Joana Carvalho, Filipa Leitão, Cleopatra Goric, Manuel Carvalho, Maria Eugénia André
Introdução: A Leptospirose é uma doença infecciosa subdiagnosticada e subnotificada causada por uma espiroqueta patogénica do género Leptospira, com envolvimento multiorgânico. É considerada a zoonose mais comum em todo o mundo e apresenta um amplo espectro de manifestações clinicas, variando desde infecção limitada até doença fulminante e fatal denominada Doença De Weil.

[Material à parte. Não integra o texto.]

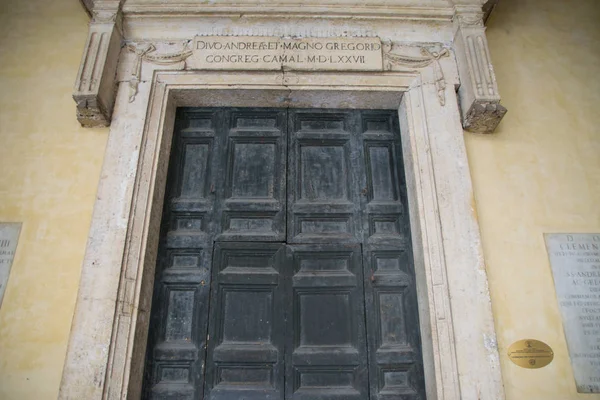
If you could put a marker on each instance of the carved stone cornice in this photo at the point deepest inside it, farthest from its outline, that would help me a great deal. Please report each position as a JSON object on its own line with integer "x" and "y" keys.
{"x": 428, "y": 57}
{"x": 147, "y": 52}
{"x": 478, "y": 92}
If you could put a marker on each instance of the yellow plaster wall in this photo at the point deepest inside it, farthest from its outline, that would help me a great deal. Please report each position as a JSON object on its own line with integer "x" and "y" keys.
{"x": 49, "y": 169}
{"x": 540, "y": 172}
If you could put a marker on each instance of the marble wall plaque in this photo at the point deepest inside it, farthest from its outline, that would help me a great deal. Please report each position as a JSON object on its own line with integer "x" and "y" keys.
{"x": 274, "y": 53}
{"x": 9, "y": 235}
{"x": 575, "y": 261}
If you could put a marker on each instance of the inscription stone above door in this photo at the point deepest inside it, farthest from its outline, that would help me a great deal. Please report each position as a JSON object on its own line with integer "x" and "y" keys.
{"x": 285, "y": 267}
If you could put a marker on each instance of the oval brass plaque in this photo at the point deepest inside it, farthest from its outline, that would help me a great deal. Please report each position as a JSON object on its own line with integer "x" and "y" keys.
{"x": 530, "y": 353}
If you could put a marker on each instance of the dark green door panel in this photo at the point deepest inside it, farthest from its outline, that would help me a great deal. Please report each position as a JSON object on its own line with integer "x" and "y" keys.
{"x": 285, "y": 263}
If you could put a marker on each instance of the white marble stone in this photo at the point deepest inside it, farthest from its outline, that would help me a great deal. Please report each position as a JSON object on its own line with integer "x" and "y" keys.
{"x": 575, "y": 262}
{"x": 420, "y": 70}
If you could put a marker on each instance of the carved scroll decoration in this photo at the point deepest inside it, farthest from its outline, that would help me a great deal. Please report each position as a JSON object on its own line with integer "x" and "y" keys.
{"x": 146, "y": 53}
{"x": 427, "y": 58}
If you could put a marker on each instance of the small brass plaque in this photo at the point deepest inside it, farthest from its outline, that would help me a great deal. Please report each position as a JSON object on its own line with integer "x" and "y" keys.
{"x": 530, "y": 353}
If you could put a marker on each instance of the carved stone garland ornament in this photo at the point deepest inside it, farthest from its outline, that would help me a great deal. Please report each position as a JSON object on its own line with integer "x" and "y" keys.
{"x": 428, "y": 57}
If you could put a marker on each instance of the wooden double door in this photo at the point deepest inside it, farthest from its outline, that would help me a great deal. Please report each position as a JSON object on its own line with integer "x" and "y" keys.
{"x": 284, "y": 268}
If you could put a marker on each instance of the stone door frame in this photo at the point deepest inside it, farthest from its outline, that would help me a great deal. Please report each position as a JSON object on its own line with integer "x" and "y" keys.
{"x": 108, "y": 338}
{"x": 436, "y": 73}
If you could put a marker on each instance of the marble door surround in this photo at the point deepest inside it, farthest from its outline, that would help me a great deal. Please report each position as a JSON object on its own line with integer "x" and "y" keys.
{"x": 138, "y": 67}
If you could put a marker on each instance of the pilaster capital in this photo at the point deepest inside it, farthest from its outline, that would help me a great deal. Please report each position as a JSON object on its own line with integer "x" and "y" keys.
{"x": 95, "y": 87}
{"x": 478, "y": 92}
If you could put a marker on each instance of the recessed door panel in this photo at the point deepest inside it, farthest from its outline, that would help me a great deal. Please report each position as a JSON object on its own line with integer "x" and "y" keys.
{"x": 325, "y": 334}
{"x": 323, "y": 192}
{"x": 253, "y": 206}
{"x": 285, "y": 267}
{"x": 395, "y": 363}
{"x": 245, "y": 349}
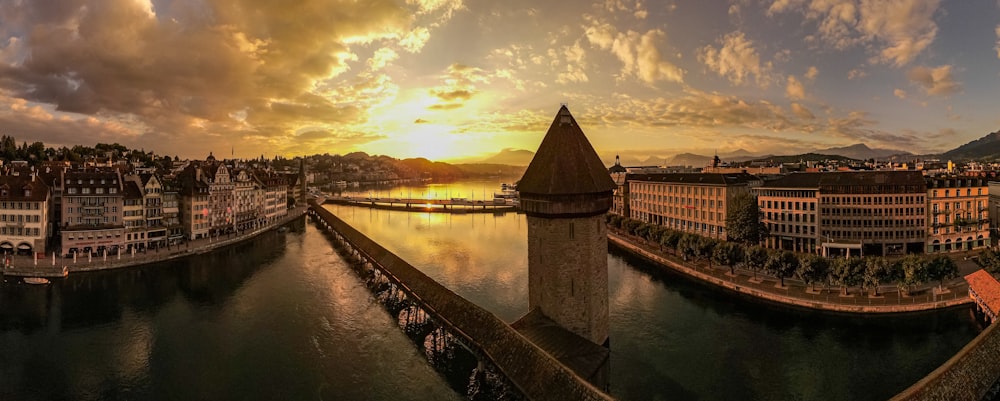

Homem de 65 anos, trabalhador na construção civil e em meio rural, com antecedentes de Hipertensão Arterial, que recorreu ao Serviço De Urgência (SU), em Janeiro, apresentando quadro de astenia, mialgias generalizadas, icterícia e incontinência urinária, bem como náuseas, com alguns dias de evolução. Referia também algum desconforto abdominal, gengivorragias e expectoração hemoptóica. Recorrera ao SU nos dias prévios, por episódio de síncope. Teve alta, assumindo-se causa iatrogénica por alteração recente de medicação anti-hipertensora. Ao exame objectivo no SU doente apresentava icterícia da pele e escleróticas, encontrava-se eupneico, com boas saturações periféricas em ar ambiente, apirético e hemodinamicamente estável. Os membros inferiores encontravam-se edemaciados, com Godet bilateralmente. Dos exames complementares realizados destacava-se trombocitopenia de novo (19 x109/L), Tempo protrombina aumentado (60%), lesão renal aguda, hipocaliémia grave de 2,9, elevação das transaminases e bilirrubina total à custa da directa.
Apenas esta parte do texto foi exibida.